Alauda. Préface à l’anthologie poétique « Le Chant des alouettes »
L’historien romain Suétone nous apprend que Jules César, de ses propres deniers, leva une légion composée de Gaulois transalpins et qui reçut le nom, celtique, de l’alouette – alauda.
J’aime que mon jeune ami Thibaud, hoplite de l’Institut Iliade, évoque dans le titre de son premier livre l’oiseau des champs, le passereau chanteur, réputé pour se lever de grand matin. J’aime surtout l’allusion au chant de ces poètes qui illustrent une vision de l’homme et de l’univers, qui maintiennent contre vents et marées l’esprit qui les a nourris.
Thibaud fait partie de ces hoplites et de ces amazones qui, groupés autour de l’Institut Iliade, entendent redevenir les acteurs de leur destin et refusent la mortelle résignation. Face à la décadence, trois genres de réaction révèlent un type d’homme : les uns, la majorité, acceptent sans broncher de ne pas voir ce qui les tue et frémissent ou ricanent si d’aventure un éveillé tente de leur ouvrir les yeux. Cynisme ou perversion, une minorité jouit des décadences comme s’il était possible de ne pas être englouti par la montée des eaux d’égout. Une autre minorité, les purs, refuse les fatalités trompeuses ; elle prend les armes et combat, telle une phalange qui ferait sienne la colère d’Achille. En effet, rappelons-nous que l’Iliade, livre fondateur de l’Europe secrète, conte la colère de l’Achéen comme le courage du Troyen – Hector, le vaincu, ayant manifestement la faveur du divin Homère.

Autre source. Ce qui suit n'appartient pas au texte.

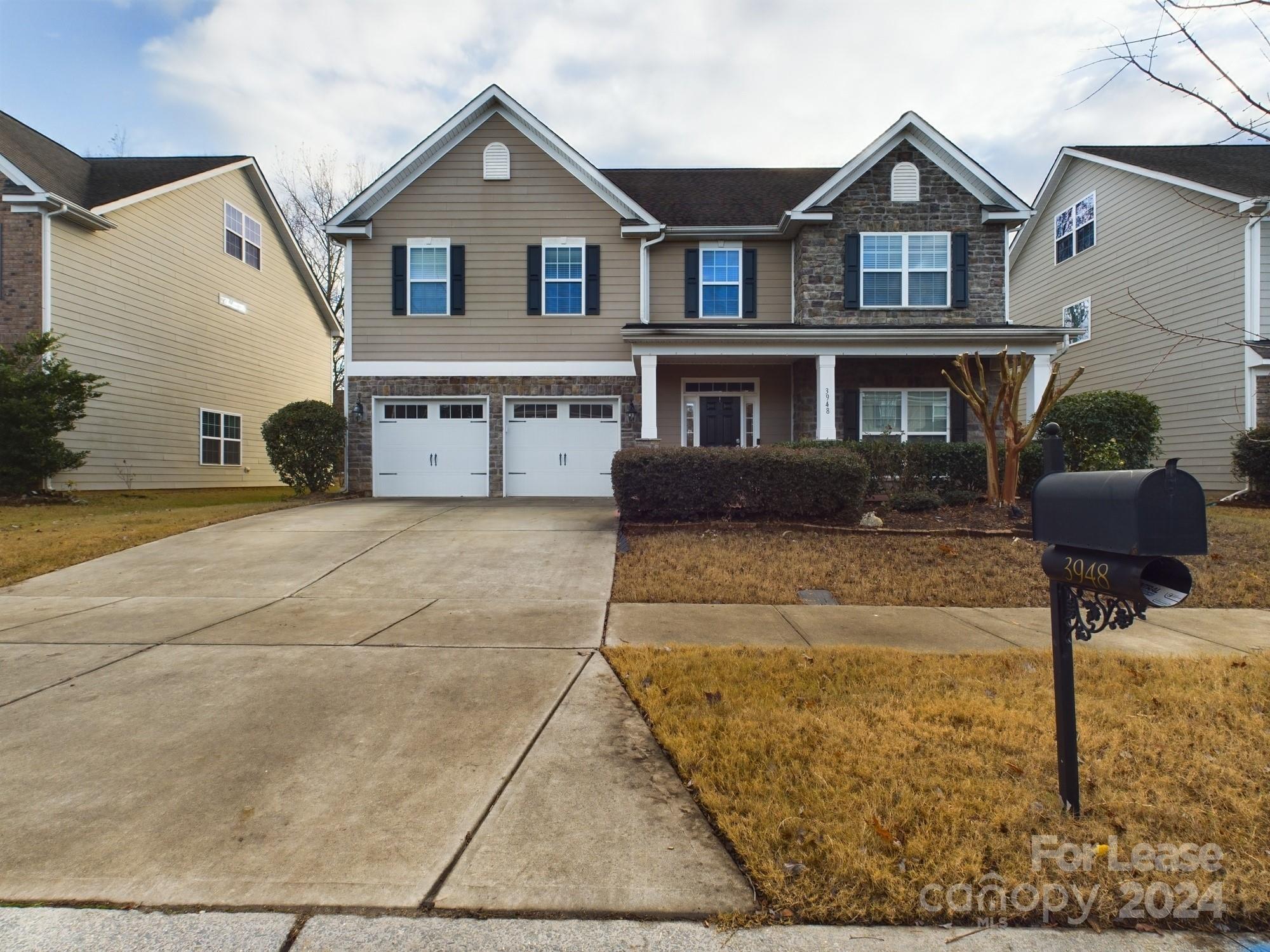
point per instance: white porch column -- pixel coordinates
(1036, 384)
(826, 404)
(648, 397)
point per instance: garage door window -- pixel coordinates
(406, 412)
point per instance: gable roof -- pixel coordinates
(492, 102)
(688, 197)
(1231, 173)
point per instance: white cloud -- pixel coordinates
(684, 83)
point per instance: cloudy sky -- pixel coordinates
(651, 83)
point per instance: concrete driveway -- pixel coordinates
(379, 704)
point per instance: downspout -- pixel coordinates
(645, 277)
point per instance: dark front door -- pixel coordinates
(721, 422)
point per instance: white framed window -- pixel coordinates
(562, 275)
(220, 439)
(719, 286)
(497, 162)
(905, 270)
(905, 416)
(905, 183)
(1075, 229)
(429, 277)
(243, 237)
(1079, 317)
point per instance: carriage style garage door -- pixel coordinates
(431, 447)
(562, 447)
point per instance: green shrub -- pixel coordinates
(1252, 459)
(41, 398)
(305, 441)
(1097, 418)
(915, 501)
(772, 483)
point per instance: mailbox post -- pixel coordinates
(1113, 539)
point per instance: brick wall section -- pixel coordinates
(867, 206)
(866, 374)
(21, 285)
(364, 389)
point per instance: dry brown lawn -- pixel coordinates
(739, 567)
(846, 780)
(40, 539)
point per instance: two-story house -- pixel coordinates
(1156, 262)
(515, 314)
(178, 281)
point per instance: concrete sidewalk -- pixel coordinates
(53, 930)
(1173, 631)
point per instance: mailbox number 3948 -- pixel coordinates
(1078, 572)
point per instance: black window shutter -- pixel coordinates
(534, 280)
(592, 280)
(398, 279)
(852, 413)
(692, 277)
(852, 274)
(957, 417)
(961, 270)
(458, 280)
(749, 279)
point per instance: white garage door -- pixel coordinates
(562, 447)
(431, 449)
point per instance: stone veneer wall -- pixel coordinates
(867, 206)
(360, 468)
(21, 280)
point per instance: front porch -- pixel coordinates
(755, 385)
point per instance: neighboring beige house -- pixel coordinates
(1158, 258)
(515, 315)
(180, 282)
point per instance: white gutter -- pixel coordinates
(646, 277)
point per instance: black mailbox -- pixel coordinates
(1131, 512)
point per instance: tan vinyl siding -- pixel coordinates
(1186, 266)
(140, 305)
(774, 397)
(773, 288)
(495, 221)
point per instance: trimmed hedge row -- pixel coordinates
(939, 468)
(770, 483)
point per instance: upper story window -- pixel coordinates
(562, 276)
(429, 275)
(905, 270)
(721, 280)
(498, 162)
(905, 183)
(243, 237)
(1074, 229)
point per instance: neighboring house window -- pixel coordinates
(905, 416)
(1074, 229)
(721, 280)
(243, 237)
(1078, 318)
(498, 162)
(905, 270)
(220, 439)
(562, 276)
(429, 274)
(905, 183)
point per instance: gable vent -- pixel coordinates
(498, 162)
(904, 182)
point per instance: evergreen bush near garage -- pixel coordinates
(770, 483)
(305, 442)
(1252, 459)
(1099, 417)
(41, 398)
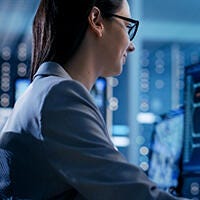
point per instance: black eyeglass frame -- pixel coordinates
(135, 24)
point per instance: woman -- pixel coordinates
(55, 144)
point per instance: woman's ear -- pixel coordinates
(96, 21)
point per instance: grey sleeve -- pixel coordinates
(79, 149)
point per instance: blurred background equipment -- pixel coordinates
(152, 108)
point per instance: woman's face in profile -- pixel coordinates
(117, 44)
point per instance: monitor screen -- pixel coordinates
(192, 120)
(166, 149)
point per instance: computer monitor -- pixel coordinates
(192, 119)
(166, 150)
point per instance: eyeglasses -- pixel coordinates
(132, 27)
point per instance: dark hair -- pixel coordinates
(59, 27)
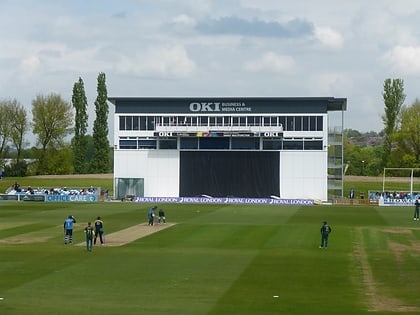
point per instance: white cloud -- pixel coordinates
(159, 62)
(184, 19)
(270, 62)
(403, 59)
(328, 37)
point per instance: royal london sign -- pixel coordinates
(219, 107)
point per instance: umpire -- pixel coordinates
(325, 232)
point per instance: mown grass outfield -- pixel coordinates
(216, 259)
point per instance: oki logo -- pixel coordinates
(205, 107)
(271, 134)
(165, 134)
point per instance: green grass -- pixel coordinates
(47, 183)
(217, 259)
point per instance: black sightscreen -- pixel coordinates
(229, 173)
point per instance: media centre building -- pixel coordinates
(254, 147)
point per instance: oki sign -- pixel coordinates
(205, 107)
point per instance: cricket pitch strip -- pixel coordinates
(131, 234)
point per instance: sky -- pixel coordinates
(165, 48)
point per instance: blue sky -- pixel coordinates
(213, 48)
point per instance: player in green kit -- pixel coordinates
(90, 233)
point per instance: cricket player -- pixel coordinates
(89, 236)
(325, 232)
(151, 214)
(68, 229)
(99, 230)
(162, 217)
(416, 209)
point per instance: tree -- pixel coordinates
(394, 98)
(408, 136)
(100, 161)
(5, 126)
(19, 127)
(52, 121)
(79, 141)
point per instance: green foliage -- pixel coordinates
(394, 97)
(52, 118)
(13, 126)
(100, 161)
(408, 137)
(80, 141)
(16, 169)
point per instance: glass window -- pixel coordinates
(290, 123)
(312, 123)
(129, 123)
(212, 121)
(189, 143)
(142, 123)
(245, 143)
(122, 122)
(203, 120)
(271, 144)
(165, 121)
(293, 145)
(273, 121)
(147, 144)
(305, 123)
(313, 144)
(226, 121)
(136, 123)
(150, 123)
(319, 123)
(168, 144)
(214, 143)
(282, 121)
(128, 144)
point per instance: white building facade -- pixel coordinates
(256, 147)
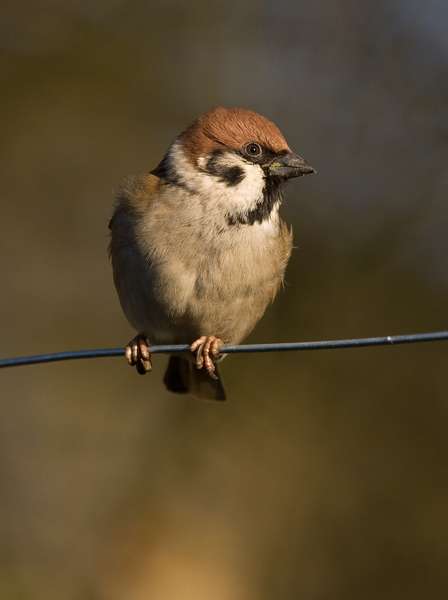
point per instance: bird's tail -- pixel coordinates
(183, 377)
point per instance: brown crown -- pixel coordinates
(231, 128)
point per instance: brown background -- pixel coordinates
(325, 474)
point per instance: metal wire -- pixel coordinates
(299, 346)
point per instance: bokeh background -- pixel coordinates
(325, 475)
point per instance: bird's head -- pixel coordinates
(236, 158)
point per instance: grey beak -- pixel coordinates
(290, 165)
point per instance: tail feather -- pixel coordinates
(182, 377)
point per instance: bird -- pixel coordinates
(197, 246)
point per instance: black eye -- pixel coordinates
(253, 149)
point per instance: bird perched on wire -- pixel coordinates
(197, 245)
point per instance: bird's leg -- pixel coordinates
(137, 354)
(206, 350)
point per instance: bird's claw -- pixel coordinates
(206, 350)
(137, 354)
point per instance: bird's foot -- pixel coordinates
(206, 351)
(137, 354)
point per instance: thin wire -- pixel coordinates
(299, 346)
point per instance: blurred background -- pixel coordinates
(325, 475)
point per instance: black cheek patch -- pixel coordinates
(231, 176)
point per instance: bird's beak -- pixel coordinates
(290, 165)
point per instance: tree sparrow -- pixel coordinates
(197, 246)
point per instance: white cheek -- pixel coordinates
(243, 196)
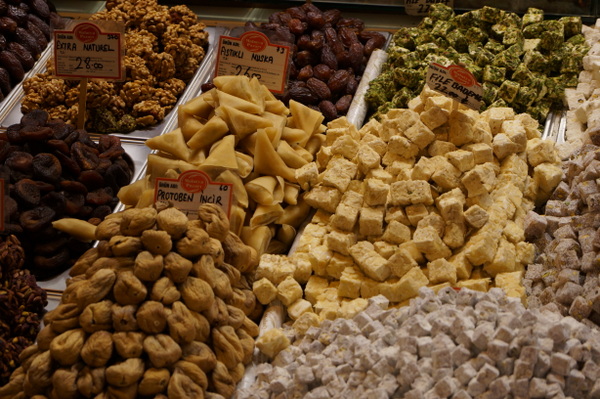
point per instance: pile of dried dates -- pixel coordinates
(24, 34)
(22, 303)
(51, 171)
(329, 56)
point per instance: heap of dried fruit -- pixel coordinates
(160, 307)
(164, 47)
(54, 171)
(24, 34)
(21, 305)
(329, 56)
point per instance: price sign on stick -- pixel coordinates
(253, 55)
(455, 82)
(89, 50)
(421, 7)
(192, 189)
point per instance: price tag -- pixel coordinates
(87, 51)
(421, 7)
(455, 82)
(192, 189)
(253, 55)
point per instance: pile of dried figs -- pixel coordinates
(329, 55)
(51, 171)
(24, 34)
(161, 308)
(22, 303)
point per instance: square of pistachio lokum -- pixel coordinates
(525, 96)
(572, 25)
(508, 91)
(494, 46)
(513, 36)
(535, 61)
(494, 74)
(475, 35)
(441, 12)
(522, 74)
(442, 28)
(532, 16)
(490, 91)
(457, 40)
(491, 14)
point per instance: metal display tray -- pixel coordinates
(10, 111)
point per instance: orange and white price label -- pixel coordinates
(422, 7)
(88, 51)
(456, 83)
(192, 189)
(253, 55)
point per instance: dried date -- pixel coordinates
(328, 110)
(296, 26)
(305, 73)
(343, 104)
(297, 12)
(304, 58)
(338, 80)
(328, 57)
(322, 72)
(319, 88)
(315, 20)
(332, 16)
(302, 94)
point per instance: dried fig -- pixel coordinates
(181, 323)
(154, 381)
(222, 380)
(66, 348)
(173, 221)
(157, 242)
(152, 317)
(148, 267)
(129, 344)
(137, 220)
(193, 371)
(182, 387)
(98, 348)
(90, 382)
(125, 373)
(164, 291)
(227, 346)
(123, 317)
(64, 317)
(197, 294)
(96, 317)
(162, 350)
(176, 267)
(121, 245)
(200, 354)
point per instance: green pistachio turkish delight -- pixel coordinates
(508, 91)
(572, 26)
(522, 61)
(533, 16)
(494, 74)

On comprend que les amis du regretté Dominique Venner aient choisi de nommer Iliade l’institut fondé pour transmettre la flamme qui brûla en lui jusqu’à son dernier souffle. Il s’agit bien d’inciter les jeunes Européens à se réapproprier un héritage ancestral dont certains, consciemment ou non, veulent les déposséder au nom d’abstractions dévitalisantes et de slogans mensongers. La référence à l’Iliade implique une colère fondatrice et sans haine, un sursaut appelé à renforcer une triple reconquista spirituelle, politique et intellectuelle. Ernst Jünger ne disait-il pas dans les années 50 qu’un monde libre ne peut être que spirituel ?
Cette leçon du vieux guerrier devenu sage, mon ami Thibaud l’a bien comprise : son mémoire, présenté devant sa promotion au terme d’un cycle de formation, rassemble une bibliothèque idéale, qu’il propose avec générosité à ses camarades. Une soixantaine de textes en prose et de poèmes, issus d’une pléiade d’auteurs en majorité français, même si Goethe et Kipling sont conviés. Une anthologie du classicisme européen, en somme, érudite et passionnée, lyrique et parfois ingénue – la voix authentique d’un jeune Athénien d’aujourd’hui.
Virgile le fondateur, Chateaubriand et La Bruyère, Du Bellay et Corneille, Chénier et Rostand, tous dépoussiérés et offerts au lecteur. Et le cher Rollet, poète et médecin, qui accueillait les cadets dans son manoir de Provence au pied de l’Aqueduc. Et l’immense Nerval (« Ils reviendront, ces Dieux que tu pleures toujours ! »), le lumineux Maurras (« Rome, d’Athènes en fleurs a récolté les fruits. Beauté, raison, vertu, tous les honneurs de l’homme »). C’est exactement cela : tous les honneurs de l’homme européen.
Le chant des alouettes, qui annonce le retour du Soleil.
Christopher Gérard
Le Chant des alouettes, anthologie poétique, par Thibaud Cassel, éditions Pierre-Guillaume de Roux / Institut Iliade, 175 p., 16 €.